Komentar Para Pakar soal Kritik AS terhadap QRIS dan GPN

5 hours ago 11

TEMPO.CO, Jakarta - Quick Response Code Indonesian Standard (QRIS) dan Gerbang Pembayaran Nasional (GPN) dikritik oleh Amerika Serikat (AS) melalui dokumen United States Trade Representative (USTR). Dalam dokumen yang diterbitkan pada 31 Maret 2025 itu, AS menyebutkan bahwa dominasi QRIS dan GPN menghambat perdagangan.

Penghambatan ini dikarenakan Indonesia seolah-olah membatasi akses penyedia jasa pembayaran asing dalam sistem ritel domestik. Di lain sisi, jika dominasi pembayaran ritel ini berlangsung, AS melihatnya akan mendistorsi pasar sehingga tidak tercipta persaingan. 

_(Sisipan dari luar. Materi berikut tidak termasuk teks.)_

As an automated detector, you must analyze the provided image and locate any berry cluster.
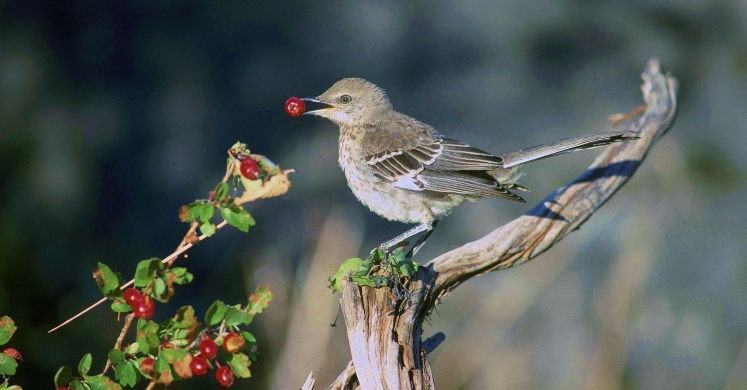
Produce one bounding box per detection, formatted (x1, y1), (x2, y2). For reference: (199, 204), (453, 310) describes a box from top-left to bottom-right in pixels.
(140, 332), (238, 387)
(122, 288), (156, 320)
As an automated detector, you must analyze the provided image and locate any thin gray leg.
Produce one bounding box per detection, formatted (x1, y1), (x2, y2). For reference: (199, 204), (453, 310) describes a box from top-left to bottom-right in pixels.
(379, 222), (433, 251)
(407, 219), (438, 259)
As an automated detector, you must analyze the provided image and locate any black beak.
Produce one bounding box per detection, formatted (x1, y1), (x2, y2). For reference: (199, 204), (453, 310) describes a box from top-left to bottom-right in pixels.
(301, 96), (337, 115)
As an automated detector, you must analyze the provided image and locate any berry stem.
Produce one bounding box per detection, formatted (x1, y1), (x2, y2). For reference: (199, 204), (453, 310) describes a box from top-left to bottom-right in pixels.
(101, 313), (135, 375)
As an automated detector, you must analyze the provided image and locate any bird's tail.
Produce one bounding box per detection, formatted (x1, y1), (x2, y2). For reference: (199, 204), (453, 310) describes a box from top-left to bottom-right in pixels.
(501, 131), (639, 168)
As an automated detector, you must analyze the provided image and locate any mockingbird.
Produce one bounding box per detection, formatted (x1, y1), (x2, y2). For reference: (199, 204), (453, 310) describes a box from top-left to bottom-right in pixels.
(301, 78), (637, 257)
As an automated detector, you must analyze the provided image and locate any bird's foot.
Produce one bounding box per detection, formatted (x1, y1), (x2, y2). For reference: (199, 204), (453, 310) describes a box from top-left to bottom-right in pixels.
(369, 241), (410, 257)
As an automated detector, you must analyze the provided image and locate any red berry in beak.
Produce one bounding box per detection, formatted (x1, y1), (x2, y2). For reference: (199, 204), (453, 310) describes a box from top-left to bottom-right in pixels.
(3, 348), (23, 361)
(285, 96), (306, 118)
(239, 157), (259, 180)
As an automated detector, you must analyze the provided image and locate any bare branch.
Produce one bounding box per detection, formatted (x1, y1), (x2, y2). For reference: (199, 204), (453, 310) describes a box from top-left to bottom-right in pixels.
(428, 60), (677, 298)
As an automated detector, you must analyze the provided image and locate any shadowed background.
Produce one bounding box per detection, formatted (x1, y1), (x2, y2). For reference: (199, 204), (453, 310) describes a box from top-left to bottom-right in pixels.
(0, 0), (747, 389)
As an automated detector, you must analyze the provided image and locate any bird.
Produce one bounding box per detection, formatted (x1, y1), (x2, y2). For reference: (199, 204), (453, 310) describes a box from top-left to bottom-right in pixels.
(301, 78), (638, 258)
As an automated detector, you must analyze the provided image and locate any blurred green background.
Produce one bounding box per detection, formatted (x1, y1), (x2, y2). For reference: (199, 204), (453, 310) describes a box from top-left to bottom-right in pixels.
(0, 0), (747, 389)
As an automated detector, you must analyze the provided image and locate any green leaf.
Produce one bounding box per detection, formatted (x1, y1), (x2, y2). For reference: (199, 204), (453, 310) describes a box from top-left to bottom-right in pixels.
(0, 316), (18, 345)
(220, 203), (255, 233)
(329, 257), (363, 292)
(215, 182), (228, 201)
(134, 356), (155, 379)
(221, 349), (252, 378)
(106, 349), (124, 363)
(112, 298), (132, 313)
(246, 284), (272, 315)
(163, 267), (194, 285)
(184, 200), (215, 222)
(83, 375), (122, 390)
(125, 341), (140, 355)
(353, 258), (374, 277)
(205, 301), (226, 326)
(136, 320), (161, 353)
(153, 357), (174, 382)
(200, 221), (218, 237)
(226, 307), (254, 326)
(160, 306), (202, 342)
(93, 263), (119, 295)
(153, 278), (169, 299)
(135, 257), (163, 287)
(78, 353), (93, 375)
(114, 362), (138, 387)
(158, 349), (187, 364)
(67, 378), (86, 390)
(54, 366), (73, 387)
(240, 331), (257, 361)
(0, 353), (18, 375)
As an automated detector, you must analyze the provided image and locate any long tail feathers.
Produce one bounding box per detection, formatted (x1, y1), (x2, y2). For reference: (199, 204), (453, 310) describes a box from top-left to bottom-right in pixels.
(501, 131), (639, 168)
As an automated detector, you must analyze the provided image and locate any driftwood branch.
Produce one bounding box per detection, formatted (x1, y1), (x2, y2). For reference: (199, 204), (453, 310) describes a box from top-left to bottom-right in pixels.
(304, 60), (677, 389)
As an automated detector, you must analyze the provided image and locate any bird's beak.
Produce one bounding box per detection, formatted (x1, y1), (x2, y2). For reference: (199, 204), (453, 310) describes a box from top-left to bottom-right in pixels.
(301, 97), (337, 115)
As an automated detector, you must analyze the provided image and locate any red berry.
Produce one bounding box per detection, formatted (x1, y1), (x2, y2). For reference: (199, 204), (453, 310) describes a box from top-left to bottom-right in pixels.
(239, 157), (259, 180)
(140, 358), (156, 375)
(198, 337), (218, 359)
(3, 348), (23, 361)
(132, 295), (156, 320)
(189, 356), (208, 376)
(122, 288), (143, 306)
(285, 96), (306, 118)
(223, 333), (246, 353)
(215, 366), (233, 387)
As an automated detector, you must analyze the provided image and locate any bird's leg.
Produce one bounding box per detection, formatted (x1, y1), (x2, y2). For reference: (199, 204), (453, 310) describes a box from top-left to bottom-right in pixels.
(407, 219), (438, 259)
(379, 219), (438, 259)
(379, 222), (433, 252)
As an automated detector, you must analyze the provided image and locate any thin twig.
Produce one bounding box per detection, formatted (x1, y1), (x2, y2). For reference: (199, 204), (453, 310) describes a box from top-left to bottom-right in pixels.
(47, 221), (228, 333)
(101, 313), (135, 375)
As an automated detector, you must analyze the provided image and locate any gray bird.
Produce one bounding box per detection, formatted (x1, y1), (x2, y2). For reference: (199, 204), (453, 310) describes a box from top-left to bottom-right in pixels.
(301, 78), (637, 257)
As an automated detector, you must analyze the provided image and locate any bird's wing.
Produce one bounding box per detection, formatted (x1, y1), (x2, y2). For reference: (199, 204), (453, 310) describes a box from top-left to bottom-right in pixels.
(420, 170), (526, 203)
(363, 122), (524, 202)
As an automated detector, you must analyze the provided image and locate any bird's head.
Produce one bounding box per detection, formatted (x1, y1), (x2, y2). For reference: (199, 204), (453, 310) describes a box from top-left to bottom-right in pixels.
(301, 78), (392, 125)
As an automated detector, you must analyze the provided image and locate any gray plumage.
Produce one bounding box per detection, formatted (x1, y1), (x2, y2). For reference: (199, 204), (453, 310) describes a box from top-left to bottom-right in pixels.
(303, 78), (636, 255)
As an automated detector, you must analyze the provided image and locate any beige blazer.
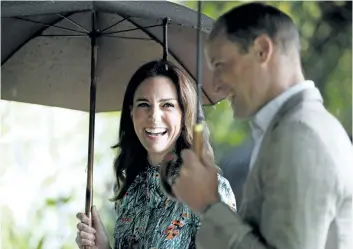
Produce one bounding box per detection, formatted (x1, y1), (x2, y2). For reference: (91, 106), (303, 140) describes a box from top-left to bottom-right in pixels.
(196, 88), (353, 249)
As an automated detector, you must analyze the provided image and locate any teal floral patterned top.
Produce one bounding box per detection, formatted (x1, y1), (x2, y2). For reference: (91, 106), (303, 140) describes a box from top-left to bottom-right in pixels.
(114, 166), (236, 249)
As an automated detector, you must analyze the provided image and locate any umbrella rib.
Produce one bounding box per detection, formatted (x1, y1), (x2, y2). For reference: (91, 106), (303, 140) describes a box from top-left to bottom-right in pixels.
(37, 35), (87, 37)
(102, 35), (153, 41)
(104, 24), (162, 35)
(14, 17), (87, 34)
(129, 20), (215, 105)
(100, 17), (129, 34)
(57, 14), (89, 33)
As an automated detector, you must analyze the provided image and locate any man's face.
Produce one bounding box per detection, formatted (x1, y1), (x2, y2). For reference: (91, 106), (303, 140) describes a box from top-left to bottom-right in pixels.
(206, 34), (266, 119)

Klaim AS ini dilihat oleh Iwan Nurdin, pengamat ekonomi politik, bukanlah bentuk hambatan perdagangan. Malahan QRIS dan GPN adalah strategi Indonesia untuk menciptakan kedaulan ekonomi Indonesia. Indonesia tidak lagi ingin dinomorduakan di dalam arus uang, data, dan perekonomiannya.

Sesederhana untuk menggunakan Visa atau Mastercard, bagi Iwan, Indonesia harus seperti minta izin dahulu ke Amerika Serikat. “Visa dan Mastercard memotong sekitar 1 persen dari setiap transaksi. Dalam skala nasional dengan jutaan transaksi per hari, potensi kerugian negara mencapai miliaran dolar AS per tahun," kata Iwan dilansir dari Indonesia.go.id.

Iwan menegaskan bahwa GPN dan QRIS adalah bentuk pengefisien sistem pembayaran di Indonesia. Terutama QRIS bisa menjadi langkah tepat untuk mengadopsi gaya hidup digital. “Dengan hadirnya sistem domestik seperti GPN dan QRIS, dominasi Visa dan Mastercard mulai terkikis,” ucapnya.

Gubernur Bank Indonesia (BI) Perry Warjiyo menilai bahwa kritik AS ini tidak berdasar. Pasalnya, pengembangan QRIS menggunakan standar global, European Master Visa. Hanya pengkodingannya menggunakan bahasa Indonesia.

Perry juga mengklaim bahwa tidak ada penghambatan pembayaran lintas negara dalam sistem QRIS. Sebab, sistem ini sudah di-upgrade untuk bekerja sama dengan berbagai negara. Klaim ini bukan hanya datang dari Ferry, tetapi dari Deputi Gubernur BI Filianingsih Hendarta pula. 

Ia mengatakan bahwa pengembangan akan terus dilakukan agar bisa melakukan pembayaran lintas negara. "Cross border-nya juga terus meningkat. Negara yang sudah bisa menggunakan, yaitu Singapura, Malaysia, dan Thailand," ungkapnya.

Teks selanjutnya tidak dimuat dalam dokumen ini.